La lobby meridionalista nelle istituzioni italiane è sempre stata molto forte e incisiva, questo è ormai un dato di fatto. Prima viene il territorio (o i voti, in base alla buona o alla cattiva fede con cui la si voglia vedere), poi il partito.
Perché si contrasti questa situazione, estremamente svantaggiosa per i popoli padani, occorre a mio avviso prendere spunto da ciò che avviene da decine di anni in due territori facenti parti della Macroregione Alpina: Südtirol e Baviera.
Partiamo dalla seconda:
In Baviera il partito politico egemone è la CSU (in italiano Unione Cristiano Sociale), costola regionale della CDU di Angela Merkel, con la quale forma la cosiddetta Unione. In Europa fanno parte del PPE, primo gruppo al Parlamento Europeo, di stampo europeista e fondamentalmente di centro-destra. In Germania invece i due partiti si “dividono il compito” da bravi fratelli: La CSU si presenta alle elezioni solo in Baviera, intercettando l’intero elettorato di centro-destra e difendendo le istanze esclusive di quel territorio (di ben 13 milioni di persone), mentre la CDU si presenta alle elezioni in tutto il resto della Germania escludente, appunto, la Baviera.
Tornando in Padania, più precisamente in Südtirol, l’altro caso di studio non può essere che la SVP (Südtiroler Volkspartei), partito di estrazione cristiano-democratica e autonomista, in difesa della minoranza linguistica tedesca in Italia. Come la CSU bavarese, anche la SVP fa parte del gruppo del PPE al parlamento europeo, mentre a livello nazionale, nonostante sia stata storicamente legata alla Democrazia Cristiana, negli ultimi 20 anni si è avvicinata ai partiti di centro-sinistra fino ad arrivare a un apparentamento, sia a livello locale, sia a livello nazionale.
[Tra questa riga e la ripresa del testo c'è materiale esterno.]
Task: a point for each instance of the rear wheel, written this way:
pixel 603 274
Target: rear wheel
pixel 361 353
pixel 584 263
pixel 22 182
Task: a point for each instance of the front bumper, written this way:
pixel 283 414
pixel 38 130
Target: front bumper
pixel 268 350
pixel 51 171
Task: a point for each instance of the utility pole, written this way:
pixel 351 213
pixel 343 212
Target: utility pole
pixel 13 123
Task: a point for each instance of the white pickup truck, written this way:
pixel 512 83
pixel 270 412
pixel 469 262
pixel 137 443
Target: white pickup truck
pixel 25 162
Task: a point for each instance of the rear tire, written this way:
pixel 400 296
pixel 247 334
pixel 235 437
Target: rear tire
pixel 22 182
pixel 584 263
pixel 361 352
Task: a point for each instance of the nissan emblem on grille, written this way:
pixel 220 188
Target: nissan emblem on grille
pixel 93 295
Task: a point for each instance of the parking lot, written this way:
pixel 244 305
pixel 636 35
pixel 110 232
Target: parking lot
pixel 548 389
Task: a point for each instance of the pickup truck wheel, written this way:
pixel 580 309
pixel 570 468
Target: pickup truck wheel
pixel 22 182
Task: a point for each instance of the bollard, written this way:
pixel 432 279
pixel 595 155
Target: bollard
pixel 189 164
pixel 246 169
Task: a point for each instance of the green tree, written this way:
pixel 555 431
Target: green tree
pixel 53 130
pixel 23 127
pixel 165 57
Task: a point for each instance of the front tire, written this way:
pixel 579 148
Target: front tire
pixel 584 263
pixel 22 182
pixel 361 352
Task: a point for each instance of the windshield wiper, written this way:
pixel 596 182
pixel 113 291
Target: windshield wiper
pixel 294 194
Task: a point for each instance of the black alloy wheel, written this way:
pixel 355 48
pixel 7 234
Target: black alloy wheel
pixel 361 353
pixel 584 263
Questi cambi di schieramento dipendono sostanzialmente da una linea politica volta ad appoggiare chi garantisce gli interessi del Südtirol e delle minoranze germanofone in Italia, a prescindere dalla destra o dalla sinistra. Prova ne è che, per le prossime Elezioni Europee, la SVP ha raggiunto un accordo con Forza Italia, anch’essa parte del Partito Popolare Europeo.
Questi due esempi vincenti mi portano sperare nella nascita di un nuovo partito di estrazione popolare ed europeista che, presente solo nelle regioni padane, ne faccia gli esclusivi interessi, con pragmatismo e senza estremismi, accantonando gli ormai insopportabili distinguo destra-sinistra, i quali hanno la unica funzione di spostare l’attenzione dai problemi reali dei nostri territori e del nostro apparato produttivo.
Qualcuno parla già da qualche anno di “Sindacato del Nord”, ed è ciò che un partito di estrazione territoriale deve essere effettivamente chiamato a fare collaborando, perché no, con tutte quelle forze indipendentiste e autonomiste che affollano lo scenario politico padano.
Un nuovo partito che veda al centro della propria azione politica gli amministratori locali, persone con esperienza e capacità e in grado di fare lobby nei confronti di un sistema troppo abituato ad una classe politica del Nord troppo morbida e legata alle logiche di partito, e sempre impaurita nel cercare di tutelare i propri cittadini, a discapito delle politiche clientelari e assistenzialiste tipiche della cultura italianista presente nelle istituzioni dello stivale.
Lo spazio per agire c’è. Occorre solo iniziare, e al più presto.